La scène a eu lieu hier en fin d’après-midi, à l’Hôtel de l’Agglo, boulevard Saint-Assiscle à Perpignan, où avait lieu un conseil communautaire de la métropole Perpignan-Méditerranée (PMM) présidée par Robert Vila (LR/ Les Républicains), par ailleurs maire de Saint-Estève et conseiller départemental

 

Figurait à l’ordre du jour, notamment, une motion présentée par le groupe « Perpignan l’avenir en grand » dirigé par le maire de Perpignan, Louis Aliot (RN/ Rassemblement National), portée de main de maître par Xavier Baudry, et qui concernait l’implantation de Zones à faibles émissions mobilité, dites « ZFE » ou « ZFE-m ». L’objectif étant d’interdire les voitures dans les centres des grandes agglomérations.

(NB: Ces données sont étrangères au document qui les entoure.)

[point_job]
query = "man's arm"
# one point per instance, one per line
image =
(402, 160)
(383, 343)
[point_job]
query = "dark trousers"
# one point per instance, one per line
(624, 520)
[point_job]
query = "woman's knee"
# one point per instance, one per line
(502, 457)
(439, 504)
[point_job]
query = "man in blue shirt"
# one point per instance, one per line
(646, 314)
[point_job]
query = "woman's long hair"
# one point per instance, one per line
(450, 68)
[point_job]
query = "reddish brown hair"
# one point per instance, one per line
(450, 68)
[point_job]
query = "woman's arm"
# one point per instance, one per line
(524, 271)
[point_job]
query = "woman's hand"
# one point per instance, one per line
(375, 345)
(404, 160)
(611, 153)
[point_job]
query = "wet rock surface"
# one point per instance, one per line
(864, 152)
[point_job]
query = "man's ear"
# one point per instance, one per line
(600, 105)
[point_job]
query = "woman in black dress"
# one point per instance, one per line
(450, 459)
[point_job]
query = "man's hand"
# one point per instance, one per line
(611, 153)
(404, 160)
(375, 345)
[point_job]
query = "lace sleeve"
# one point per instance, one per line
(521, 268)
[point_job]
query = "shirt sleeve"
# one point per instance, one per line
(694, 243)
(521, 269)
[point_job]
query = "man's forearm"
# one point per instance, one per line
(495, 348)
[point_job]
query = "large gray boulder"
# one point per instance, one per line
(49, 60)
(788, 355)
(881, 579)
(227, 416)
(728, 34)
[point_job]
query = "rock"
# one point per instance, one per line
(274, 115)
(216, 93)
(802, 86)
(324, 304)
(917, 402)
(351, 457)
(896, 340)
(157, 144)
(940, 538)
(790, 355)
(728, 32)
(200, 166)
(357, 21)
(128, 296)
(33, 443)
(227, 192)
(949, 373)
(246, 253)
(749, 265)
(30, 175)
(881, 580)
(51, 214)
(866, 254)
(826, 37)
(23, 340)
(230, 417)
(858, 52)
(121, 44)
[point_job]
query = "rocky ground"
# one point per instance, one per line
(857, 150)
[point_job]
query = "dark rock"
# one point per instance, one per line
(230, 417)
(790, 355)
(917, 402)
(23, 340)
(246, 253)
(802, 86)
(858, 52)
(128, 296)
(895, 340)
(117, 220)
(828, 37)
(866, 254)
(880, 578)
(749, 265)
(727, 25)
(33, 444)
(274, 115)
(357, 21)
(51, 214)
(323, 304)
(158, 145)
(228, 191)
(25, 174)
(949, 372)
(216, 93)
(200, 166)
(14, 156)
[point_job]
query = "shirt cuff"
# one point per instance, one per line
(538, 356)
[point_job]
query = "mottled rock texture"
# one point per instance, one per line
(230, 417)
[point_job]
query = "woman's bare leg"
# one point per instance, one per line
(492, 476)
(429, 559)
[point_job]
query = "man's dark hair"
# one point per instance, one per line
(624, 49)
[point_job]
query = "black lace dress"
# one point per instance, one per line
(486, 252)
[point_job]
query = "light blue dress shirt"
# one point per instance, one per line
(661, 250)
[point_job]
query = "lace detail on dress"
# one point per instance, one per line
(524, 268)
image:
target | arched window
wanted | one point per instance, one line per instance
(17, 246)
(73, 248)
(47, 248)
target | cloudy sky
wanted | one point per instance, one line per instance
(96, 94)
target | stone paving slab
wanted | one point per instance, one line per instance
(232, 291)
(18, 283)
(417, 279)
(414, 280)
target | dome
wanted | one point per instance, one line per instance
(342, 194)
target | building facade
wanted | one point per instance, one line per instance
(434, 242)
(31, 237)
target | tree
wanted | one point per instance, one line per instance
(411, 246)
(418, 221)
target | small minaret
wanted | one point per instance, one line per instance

Si c’est déjà le cas dans onze agglomérations françaises, la loi Climat et Résilience de 2021 impose la création d’une ZFE-m au 1er janvier 2025 dans les agglomérations de plus de 150 000 habitants, dont dans la métropole Perpignan-Méditerranée.

« Si cela s’entend du point de vue de la lutte contre la pollution, reconnaît Louis Aliot, c’est au niveau des modalités d’application que cela pose problème, en particulier dans de plus petites agglomérations comme la nôtre (…). En fait de ZFE, nous concernant plus particulièrement il s’agirait d’une Zone à Forte Exclusion ! Car l’une des singularités de notre département est d’être un territoire peu urbain, dans la mesure où il existe une seule commune de plus de 15 000 habitants ».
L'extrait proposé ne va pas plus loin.